In [None]:
# https://www.learndatasci.com/tutorials/predicting-reddit-news-sentiment-naive-bayes-text-classifiers/

In [None]:
import numpy as np
import pandas as pd
import math
import random
from collections import defaultdict

# Prevent future/deprecation warnings from showing in output
import warnings
warnings.filterwarnings(action='ignore')





These are basic imports used across the entire notebook, and are usually imported in every data science project. The more specific imports from sklearn and other libraries will be brought up when we use them.

## Loading the Dataset

First let's load the dataset that we created in the last article:

In [3]:
df = pd.read_csv('reddit_headlines_labels.csv', encoding='utf-8')
df.head()

Unnamed: 0,headline,label,Unnamed: 2
0,GOP voters more likely to choose candidates wh...,0,
1,U.S. Rep. John Yarmuth says Louisville Kroger ...,-1,
2,Trump Comes Face to Face With His Nightmare: A...,0,
3,Trump ‘Most Consequential’ President Since Lin...,0,
4,'We're heading north!' Migrants nix offer to s...,0,


In [4]:
df.dtypes

headline       object
label          object
Unnamed: 2    float64
dtype: object

In [5]:
df["label"].value_counts()

-1                                             12515
0                                              11152
1                                               4743
label                                             30
 Beto O'Rourke calls for Americans to unify        1
 draws link to stickers on suspect's van           1
 House a ‘complete dogfight’                       1
 Trump Blames Lack of Guns                         1
Name: label, dtype: int64

Now that we have the dataset in a dataframe, let's remove the neutral (0) headlines labels so we can focus on only classifying positive or negative:

In [6]:
dfNeg =( 
    df
    .loc[lambda df: df['label']== '-1'])

In [7]:
dfPos =( 
    df
    .loc[lambda df: df['label']== '1'])

In [8]:
df= pd.concat([dfNeg, dfPos],axis=0)

In [9]:
df["label"].value_counts()

-1    12515
1      4743
Name: label, dtype: int64

Our dataframe now only contains positive and negative examples, and we've confirmed again that we have more negatives than positives.

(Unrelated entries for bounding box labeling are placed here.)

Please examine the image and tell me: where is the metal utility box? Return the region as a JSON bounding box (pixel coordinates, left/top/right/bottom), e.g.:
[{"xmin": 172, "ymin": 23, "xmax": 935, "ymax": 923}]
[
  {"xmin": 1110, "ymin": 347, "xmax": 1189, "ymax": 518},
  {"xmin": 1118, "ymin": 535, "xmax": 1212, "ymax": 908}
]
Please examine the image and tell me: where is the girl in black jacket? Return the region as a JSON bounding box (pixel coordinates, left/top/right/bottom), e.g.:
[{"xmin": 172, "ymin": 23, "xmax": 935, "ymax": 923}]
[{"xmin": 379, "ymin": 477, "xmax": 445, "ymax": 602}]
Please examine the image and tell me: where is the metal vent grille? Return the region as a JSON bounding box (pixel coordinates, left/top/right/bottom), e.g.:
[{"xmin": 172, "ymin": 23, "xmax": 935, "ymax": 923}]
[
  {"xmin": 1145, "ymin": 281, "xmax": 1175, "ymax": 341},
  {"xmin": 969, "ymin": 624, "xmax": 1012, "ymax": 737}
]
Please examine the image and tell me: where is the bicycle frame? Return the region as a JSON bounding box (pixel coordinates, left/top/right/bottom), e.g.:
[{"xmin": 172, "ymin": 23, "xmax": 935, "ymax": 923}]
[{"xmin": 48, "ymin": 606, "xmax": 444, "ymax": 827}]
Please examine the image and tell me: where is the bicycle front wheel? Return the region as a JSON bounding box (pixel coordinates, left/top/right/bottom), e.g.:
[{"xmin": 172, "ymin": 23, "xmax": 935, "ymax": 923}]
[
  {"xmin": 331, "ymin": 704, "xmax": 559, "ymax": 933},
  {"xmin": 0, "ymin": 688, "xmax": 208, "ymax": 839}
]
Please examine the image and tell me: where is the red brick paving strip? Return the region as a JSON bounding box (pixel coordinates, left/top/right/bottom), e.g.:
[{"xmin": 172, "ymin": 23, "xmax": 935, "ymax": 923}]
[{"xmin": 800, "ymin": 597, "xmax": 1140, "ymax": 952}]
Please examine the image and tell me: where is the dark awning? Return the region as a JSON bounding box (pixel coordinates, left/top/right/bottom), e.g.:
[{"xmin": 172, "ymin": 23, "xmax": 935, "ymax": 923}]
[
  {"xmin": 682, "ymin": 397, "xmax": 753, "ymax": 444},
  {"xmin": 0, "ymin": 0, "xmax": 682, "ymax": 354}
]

Let's move into featurization of the headlines.

## Transform lines into Features (= columns)

In order to train our classifier, we need to transform our lines of words into numbers, since algorithms only know how to work with numbers.

To do this transformation, we're going to use `CountVectorizer` from sklearn. This is a very straightforward class for converting words into features.

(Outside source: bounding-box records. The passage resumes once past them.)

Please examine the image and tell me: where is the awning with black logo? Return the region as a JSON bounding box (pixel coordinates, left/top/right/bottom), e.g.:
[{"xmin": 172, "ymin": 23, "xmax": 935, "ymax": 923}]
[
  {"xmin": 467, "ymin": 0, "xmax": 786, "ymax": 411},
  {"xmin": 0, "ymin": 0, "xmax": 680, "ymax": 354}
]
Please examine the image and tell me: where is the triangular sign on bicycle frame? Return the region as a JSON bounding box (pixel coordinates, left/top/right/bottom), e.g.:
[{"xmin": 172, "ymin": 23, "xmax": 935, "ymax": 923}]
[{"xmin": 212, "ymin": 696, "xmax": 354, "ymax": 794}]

Unlike in the last tutorial where we manually tokenized and lowercased the text, `CountVectorizer` will handle this step for us. All we need to do is pass it the headlines.

Let's work with a tiny example to show how vectorizing words into numbers works:

In [10]:
from sklearn.feature_extraction.text import CountVectorizer

s1 = "Senate panel moving ahead, with caution, with Mueller bill despite McConnell opposition"
s2 = "Bill protecting Robert Mueller to get vote despite McConnell opposition"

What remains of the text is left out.